# hello TT owners i am new here !



## shukokai2000 (Jan 28, 2009)

Hi All i have just got my first TT 225 Quattro, i hope i can make new friends and discuss things of TT interest..

thank you.
Below is my baby


----------



## p1tse (Sep 20, 2004)

nice

but is there some sort of mask on the rear lights?


----------



## YELLOW_TT (Feb 25, 2004)

Welcome lots of friends in the TTOC www.ttoc.co.uk


----------



## graTT58 (Jan 28, 2009)

Hi, how did you add your photo to your profile? Thanks.


----------



## shukokai2000 (Jan 28, 2009)

p1tse said:


> nice
> 
> but is there some sort of mask on the rear lights?


Hi thanks for the welcome guys,

*R:E the mask*, i bought the car as it is, i don't know the history of the mask 8)


----------



## shukokai2000 (Jan 28, 2009)

graTT58 said:


> Hi, how did you add your photo to your profile? Thanks.

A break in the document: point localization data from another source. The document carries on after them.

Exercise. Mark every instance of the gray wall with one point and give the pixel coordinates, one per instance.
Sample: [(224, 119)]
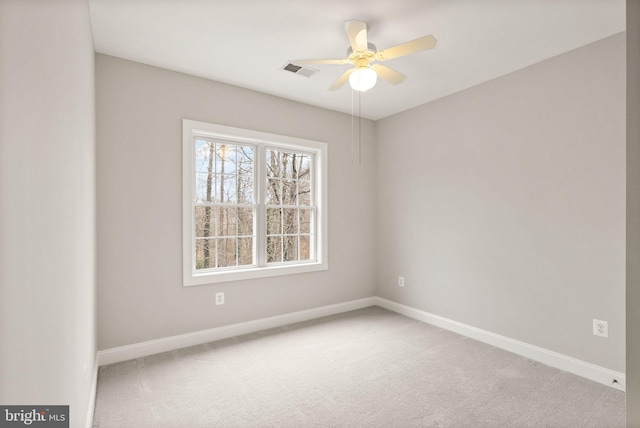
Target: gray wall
[(47, 200), (633, 213), (140, 292), (503, 205)]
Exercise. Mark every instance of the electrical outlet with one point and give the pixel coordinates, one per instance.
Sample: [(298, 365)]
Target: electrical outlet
[(600, 328), (220, 298)]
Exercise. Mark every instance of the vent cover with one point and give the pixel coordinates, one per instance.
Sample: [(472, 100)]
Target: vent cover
[(304, 71)]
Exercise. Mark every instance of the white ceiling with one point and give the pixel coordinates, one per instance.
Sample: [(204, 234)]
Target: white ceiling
[(246, 42)]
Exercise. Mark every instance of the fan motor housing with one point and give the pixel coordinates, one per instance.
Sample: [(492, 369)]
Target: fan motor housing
[(369, 54)]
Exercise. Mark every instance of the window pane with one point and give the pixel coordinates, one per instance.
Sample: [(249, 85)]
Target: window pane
[(289, 221), (304, 168), (273, 163), (205, 221), (227, 252), (245, 221), (228, 189), (274, 249), (274, 221), (304, 193), (305, 247), (245, 189), (287, 165), (205, 187), (245, 160), (273, 191), (289, 192), (290, 250), (204, 156), (227, 221), (205, 253), (226, 158), (245, 251), (305, 221)]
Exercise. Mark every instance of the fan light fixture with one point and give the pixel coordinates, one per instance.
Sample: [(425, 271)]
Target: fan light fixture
[(362, 54), (363, 79)]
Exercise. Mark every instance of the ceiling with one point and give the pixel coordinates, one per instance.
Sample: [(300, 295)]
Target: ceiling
[(247, 42)]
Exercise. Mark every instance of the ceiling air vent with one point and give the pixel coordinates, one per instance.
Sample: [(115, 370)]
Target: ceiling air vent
[(304, 71)]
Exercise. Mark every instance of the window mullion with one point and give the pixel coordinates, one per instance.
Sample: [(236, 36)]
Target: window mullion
[(261, 214)]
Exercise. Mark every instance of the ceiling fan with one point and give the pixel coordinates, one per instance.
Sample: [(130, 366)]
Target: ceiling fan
[(362, 54)]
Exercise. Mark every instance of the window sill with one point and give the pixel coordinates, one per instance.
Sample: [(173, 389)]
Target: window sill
[(251, 273)]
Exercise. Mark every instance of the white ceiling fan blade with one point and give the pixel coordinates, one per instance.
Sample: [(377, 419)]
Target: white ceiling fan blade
[(341, 80), (417, 45), (320, 61), (388, 74), (357, 34)]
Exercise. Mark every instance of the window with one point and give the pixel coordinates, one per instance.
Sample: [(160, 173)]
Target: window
[(254, 204)]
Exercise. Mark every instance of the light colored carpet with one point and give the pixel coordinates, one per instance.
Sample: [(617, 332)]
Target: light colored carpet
[(366, 368)]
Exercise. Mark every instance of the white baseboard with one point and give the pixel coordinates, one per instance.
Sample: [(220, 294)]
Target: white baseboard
[(91, 407), (137, 350), (572, 365), (569, 364)]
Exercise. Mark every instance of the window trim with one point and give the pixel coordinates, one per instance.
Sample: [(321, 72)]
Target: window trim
[(263, 140)]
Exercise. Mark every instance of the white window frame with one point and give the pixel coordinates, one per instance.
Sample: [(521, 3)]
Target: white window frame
[(261, 141)]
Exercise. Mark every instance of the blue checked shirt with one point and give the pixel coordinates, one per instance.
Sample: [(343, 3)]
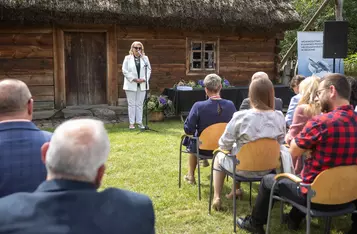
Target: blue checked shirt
[(21, 168)]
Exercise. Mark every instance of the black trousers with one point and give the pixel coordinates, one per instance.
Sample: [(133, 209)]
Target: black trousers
[(288, 189)]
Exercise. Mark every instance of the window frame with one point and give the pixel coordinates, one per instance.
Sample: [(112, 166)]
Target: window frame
[(189, 56)]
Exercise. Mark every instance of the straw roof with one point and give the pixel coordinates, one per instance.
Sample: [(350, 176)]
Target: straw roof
[(227, 15)]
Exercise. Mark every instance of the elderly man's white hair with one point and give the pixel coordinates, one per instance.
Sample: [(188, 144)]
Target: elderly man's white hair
[(259, 75), (77, 149)]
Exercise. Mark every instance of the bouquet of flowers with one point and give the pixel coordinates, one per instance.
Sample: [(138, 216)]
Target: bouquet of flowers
[(199, 84), (190, 83), (160, 104), (225, 83)]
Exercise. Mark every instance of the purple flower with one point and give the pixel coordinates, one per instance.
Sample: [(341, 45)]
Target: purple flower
[(200, 82), (162, 101)]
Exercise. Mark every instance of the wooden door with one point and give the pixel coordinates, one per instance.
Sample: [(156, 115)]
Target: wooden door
[(86, 68)]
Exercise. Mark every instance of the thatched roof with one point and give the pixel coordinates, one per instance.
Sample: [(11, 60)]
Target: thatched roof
[(227, 15)]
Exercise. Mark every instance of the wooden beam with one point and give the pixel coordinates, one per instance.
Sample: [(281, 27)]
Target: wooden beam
[(24, 30), (59, 68), (112, 61)]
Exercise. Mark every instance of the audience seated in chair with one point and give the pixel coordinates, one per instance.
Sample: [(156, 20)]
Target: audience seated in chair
[(306, 109), (262, 121), (294, 85), (68, 201), (332, 140), (20, 140), (245, 105), (203, 114)]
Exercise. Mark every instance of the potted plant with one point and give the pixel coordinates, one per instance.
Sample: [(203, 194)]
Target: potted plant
[(159, 107)]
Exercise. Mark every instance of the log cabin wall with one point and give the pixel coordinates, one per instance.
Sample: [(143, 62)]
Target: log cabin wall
[(27, 55), (239, 57)]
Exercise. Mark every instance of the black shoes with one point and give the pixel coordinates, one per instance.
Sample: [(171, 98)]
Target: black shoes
[(248, 224)]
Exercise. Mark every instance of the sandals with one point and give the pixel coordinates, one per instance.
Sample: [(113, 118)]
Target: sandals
[(217, 204), (190, 179), (239, 194)]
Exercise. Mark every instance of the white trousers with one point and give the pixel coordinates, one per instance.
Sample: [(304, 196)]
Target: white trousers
[(135, 105)]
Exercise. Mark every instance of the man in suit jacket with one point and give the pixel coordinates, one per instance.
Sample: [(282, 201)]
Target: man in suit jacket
[(68, 201), (246, 103), (21, 169)]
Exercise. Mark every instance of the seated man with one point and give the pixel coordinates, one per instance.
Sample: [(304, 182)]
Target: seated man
[(331, 145), (203, 114), (21, 169), (68, 201), (246, 103)]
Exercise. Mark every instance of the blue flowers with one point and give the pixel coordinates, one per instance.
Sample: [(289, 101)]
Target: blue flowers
[(160, 104), (225, 83), (200, 84)]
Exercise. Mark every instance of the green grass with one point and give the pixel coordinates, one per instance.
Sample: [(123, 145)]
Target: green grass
[(148, 163)]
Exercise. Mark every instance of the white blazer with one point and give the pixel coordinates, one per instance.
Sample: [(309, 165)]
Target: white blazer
[(130, 72)]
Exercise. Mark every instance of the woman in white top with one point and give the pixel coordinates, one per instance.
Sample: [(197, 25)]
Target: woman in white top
[(262, 121), (135, 82)]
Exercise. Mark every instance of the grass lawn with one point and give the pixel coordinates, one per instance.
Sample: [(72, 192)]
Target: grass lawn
[(148, 163)]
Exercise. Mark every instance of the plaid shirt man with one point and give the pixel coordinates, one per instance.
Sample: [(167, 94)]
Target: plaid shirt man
[(332, 137)]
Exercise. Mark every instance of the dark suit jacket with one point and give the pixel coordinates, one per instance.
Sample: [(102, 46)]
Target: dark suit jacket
[(21, 168), (73, 207), (246, 105)]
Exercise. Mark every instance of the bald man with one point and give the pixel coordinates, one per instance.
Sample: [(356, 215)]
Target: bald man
[(246, 103), (68, 201), (21, 169)]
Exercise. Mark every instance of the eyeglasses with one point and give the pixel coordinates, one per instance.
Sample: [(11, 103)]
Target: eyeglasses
[(318, 92)]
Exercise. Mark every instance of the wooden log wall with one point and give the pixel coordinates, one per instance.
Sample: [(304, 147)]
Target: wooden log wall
[(239, 56), (27, 55)]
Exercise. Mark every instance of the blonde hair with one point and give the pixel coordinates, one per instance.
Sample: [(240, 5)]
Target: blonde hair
[(261, 94), (132, 45), (307, 89)]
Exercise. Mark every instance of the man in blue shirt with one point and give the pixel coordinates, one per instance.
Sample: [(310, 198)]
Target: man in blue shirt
[(21, 169)]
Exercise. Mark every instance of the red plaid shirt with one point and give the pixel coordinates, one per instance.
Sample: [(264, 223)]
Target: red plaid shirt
[(332, 137)]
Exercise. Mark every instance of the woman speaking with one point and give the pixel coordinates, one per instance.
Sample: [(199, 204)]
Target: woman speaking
[(135, 82)]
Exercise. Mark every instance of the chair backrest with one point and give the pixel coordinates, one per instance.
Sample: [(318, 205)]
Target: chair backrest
[(260, 155), (337, 185), (210, 136)]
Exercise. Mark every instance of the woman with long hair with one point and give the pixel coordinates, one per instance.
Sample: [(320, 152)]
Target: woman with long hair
[(262, 121), (135, 82)]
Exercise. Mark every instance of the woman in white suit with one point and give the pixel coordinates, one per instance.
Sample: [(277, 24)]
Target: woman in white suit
[(135, 82)]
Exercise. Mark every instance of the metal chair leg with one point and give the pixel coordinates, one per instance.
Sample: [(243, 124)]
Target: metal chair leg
[(180, 162), (281, 212), (210, 187), (234, 201), (328, 225), (250, 194), (270, 208), (199, 178)]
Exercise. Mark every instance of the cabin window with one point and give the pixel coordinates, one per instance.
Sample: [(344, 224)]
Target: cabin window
[(202, 56)]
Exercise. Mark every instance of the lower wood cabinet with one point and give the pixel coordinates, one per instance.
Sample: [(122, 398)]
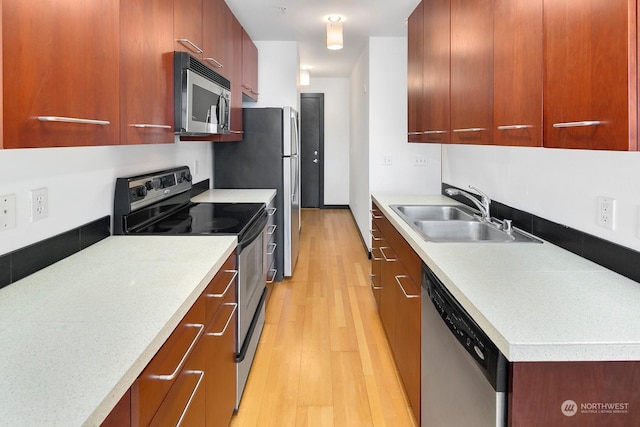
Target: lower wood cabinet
[(191, 381), (396, 276)]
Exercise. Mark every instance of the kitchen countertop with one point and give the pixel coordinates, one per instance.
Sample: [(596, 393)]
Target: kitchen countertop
[(235, 196), (537, 302), (77, 334)]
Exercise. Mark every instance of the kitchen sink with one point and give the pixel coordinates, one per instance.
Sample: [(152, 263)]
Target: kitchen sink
[(435, 212), (458, 223)]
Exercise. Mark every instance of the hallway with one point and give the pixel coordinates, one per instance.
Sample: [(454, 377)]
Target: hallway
[(323, 358)]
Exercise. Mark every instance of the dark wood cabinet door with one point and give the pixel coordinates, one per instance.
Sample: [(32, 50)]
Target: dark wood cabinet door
[(146, 70), (472, 71), (249, 67), (187, 27), (60, 86), (436, 71), (517, 59), (590, 79), (414, 74)]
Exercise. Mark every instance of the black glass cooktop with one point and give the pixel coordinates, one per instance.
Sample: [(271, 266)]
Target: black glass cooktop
[(207, 218)]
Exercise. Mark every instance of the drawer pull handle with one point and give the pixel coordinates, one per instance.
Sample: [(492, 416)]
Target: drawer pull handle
[(272, 248), (214, 62), (195, 390), (403, 290), (373, 256), (221, 333), (386, 258), (172, 376), (375, 214), (514, 127), (373, 236), (190, 45), (577, 124), (73, 120), (374, 287), (273, 275), (234, 274), (150, 126), (469, 130)]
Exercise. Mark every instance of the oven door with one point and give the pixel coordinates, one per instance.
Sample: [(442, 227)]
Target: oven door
[(252, 274)]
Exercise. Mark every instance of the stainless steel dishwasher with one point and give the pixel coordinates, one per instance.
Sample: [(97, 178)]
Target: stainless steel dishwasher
[(464, 375)]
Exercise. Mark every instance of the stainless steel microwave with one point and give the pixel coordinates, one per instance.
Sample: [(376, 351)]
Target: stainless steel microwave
[(201, 98)]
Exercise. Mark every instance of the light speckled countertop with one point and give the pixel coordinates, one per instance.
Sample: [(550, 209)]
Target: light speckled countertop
[(77, 334), (537, 302), (236, 196)]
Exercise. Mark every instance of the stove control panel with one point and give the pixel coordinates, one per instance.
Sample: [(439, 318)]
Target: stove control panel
[(138, 191)]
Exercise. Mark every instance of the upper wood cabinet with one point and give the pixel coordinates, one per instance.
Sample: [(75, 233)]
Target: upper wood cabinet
[(146, 72), (436, 71), (249, 67), (414, 74), (517, 59), (472, 71), (61, 85), (590, 81)]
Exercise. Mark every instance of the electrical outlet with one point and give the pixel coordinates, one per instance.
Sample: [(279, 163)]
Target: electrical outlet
[(420, 161), (39, 204), (606, 212), (7, 212)]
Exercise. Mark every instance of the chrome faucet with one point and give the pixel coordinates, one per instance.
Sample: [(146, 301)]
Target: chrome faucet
[(483, 205)]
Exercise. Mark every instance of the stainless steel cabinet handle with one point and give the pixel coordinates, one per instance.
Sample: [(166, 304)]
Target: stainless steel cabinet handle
[(386, 258), (190, 45), (214, 62), (273, 275), (402, 287), (469, 130), (172, 376), (151, 126), (73, 120), (373, 256), (272, 247), (195, 390), (514, 127), (221, 333), (233, 278), (375, 214), (373, 286), (577, 124)]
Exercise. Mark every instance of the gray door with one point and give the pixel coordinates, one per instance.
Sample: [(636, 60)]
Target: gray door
[(311, 149)]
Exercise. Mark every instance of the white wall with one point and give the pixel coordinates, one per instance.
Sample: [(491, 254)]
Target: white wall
[(81, 182), (277, 75), (559, 185), (336, 136)]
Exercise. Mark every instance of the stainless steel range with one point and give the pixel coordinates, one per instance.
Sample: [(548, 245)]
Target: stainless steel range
[(158, 203)]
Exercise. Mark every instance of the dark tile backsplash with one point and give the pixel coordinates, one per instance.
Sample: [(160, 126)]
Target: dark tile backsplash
[(620, 259), (25, 261)]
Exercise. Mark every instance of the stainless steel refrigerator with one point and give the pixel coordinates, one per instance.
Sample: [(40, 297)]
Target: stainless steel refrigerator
[(267, 157)]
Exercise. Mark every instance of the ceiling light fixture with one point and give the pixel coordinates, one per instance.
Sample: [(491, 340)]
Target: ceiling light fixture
[(334, 33)]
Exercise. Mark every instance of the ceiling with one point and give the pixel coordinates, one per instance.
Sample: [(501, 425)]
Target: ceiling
[(304, 21)]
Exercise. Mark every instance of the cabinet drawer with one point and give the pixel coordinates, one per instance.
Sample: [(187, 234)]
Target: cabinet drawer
[(223, 284), (155, 381)]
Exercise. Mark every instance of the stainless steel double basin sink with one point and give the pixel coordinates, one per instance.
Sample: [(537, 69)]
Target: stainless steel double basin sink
[(458, 223)]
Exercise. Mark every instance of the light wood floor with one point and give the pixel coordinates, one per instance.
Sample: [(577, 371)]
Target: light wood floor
[(323, 358)]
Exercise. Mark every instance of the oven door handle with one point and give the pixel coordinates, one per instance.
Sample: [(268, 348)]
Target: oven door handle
[(256, 229)]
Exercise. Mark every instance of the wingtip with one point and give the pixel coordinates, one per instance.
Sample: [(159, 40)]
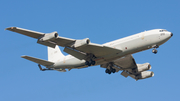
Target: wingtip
[(10, 28), (23, 56)]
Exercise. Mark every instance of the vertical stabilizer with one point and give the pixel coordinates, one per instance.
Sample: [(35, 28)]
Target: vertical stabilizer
[(54, 54)]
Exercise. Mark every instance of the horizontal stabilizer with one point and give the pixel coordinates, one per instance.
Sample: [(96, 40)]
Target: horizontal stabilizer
[(39, 61), (26, 32)]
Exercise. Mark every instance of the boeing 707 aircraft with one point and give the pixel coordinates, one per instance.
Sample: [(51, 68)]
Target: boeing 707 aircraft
[(114, 56)]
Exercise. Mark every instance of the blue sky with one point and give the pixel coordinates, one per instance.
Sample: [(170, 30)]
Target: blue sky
[(101, 21)]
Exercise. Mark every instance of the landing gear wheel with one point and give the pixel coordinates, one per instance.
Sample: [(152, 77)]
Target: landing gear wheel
[(108, 71), (154, 51), (88, 63), (93, 62), (113, 70)]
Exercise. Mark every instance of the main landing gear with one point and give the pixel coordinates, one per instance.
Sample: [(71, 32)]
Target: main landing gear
[(91, 62), (154, 50), (111, 70)]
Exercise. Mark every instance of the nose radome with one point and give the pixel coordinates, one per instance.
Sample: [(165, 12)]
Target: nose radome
[(171, 34)]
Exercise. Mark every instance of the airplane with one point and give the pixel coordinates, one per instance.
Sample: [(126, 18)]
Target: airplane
[(114, 56)]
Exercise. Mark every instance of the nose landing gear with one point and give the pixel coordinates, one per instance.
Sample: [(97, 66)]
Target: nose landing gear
[(154, 50)]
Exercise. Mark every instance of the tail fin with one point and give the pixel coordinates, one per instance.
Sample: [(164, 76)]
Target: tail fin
[(54, 54)]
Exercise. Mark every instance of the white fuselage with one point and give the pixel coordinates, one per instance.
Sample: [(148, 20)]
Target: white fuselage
[(129, 45)]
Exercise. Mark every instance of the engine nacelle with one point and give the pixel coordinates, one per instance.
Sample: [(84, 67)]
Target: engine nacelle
[(142, 67), (144, 75), (80, 43), (49, 36)]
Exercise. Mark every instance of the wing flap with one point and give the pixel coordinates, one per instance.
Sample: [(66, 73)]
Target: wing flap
[(39, 61)]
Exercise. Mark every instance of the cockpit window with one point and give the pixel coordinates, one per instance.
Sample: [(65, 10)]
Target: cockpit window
[(163, 30)]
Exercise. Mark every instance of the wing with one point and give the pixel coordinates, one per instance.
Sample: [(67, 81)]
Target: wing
[(39, 61), (129, 67), (77, 48), (48, 39)]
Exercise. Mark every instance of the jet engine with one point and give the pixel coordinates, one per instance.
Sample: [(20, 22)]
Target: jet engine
[(144, 75), (142, 67), (49, 36), (80, 43)]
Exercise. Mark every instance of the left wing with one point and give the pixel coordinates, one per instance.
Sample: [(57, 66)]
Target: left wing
[(48, 39), (129, 68), (81, 49)]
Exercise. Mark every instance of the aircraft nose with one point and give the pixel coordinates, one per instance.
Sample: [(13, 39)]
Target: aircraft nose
[(171, 34)]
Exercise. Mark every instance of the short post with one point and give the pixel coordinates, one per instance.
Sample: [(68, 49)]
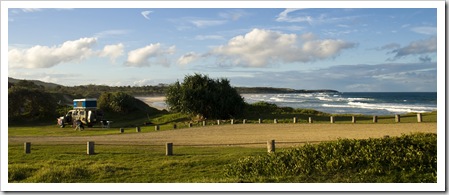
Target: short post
[(271, 146), (419, 117), (169, 149), (90, 148), (397, 118), (27, 147)]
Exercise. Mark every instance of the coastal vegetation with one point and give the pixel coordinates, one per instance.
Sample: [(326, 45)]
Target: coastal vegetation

hi , i put my photo in photobucket, then copied the image code then just put it on this,

i used www.photobucket.com it's free

cheers


----------



## GreekTT (Jan 5, 2009)

Very nice car... welcome to the forum!!!


----------



## p1tse (Sep 20, 2004)

excellent, so it has rear masks, v6 valance, do you wonder what other mods might be on there

added extras ;-)


----------



## T3RBO (Dec 9, 2003)

Welcome


----------



## malstt (Apr 18, 2007)

Welcome to the forum ,nice car 8)


----------



## jammyd (Oct 11, 2008)

Welcome to the forum... looks like you got a peach of a car there!


----------



## Wallsendmag (Feb 12, 2004)

Welcome


----------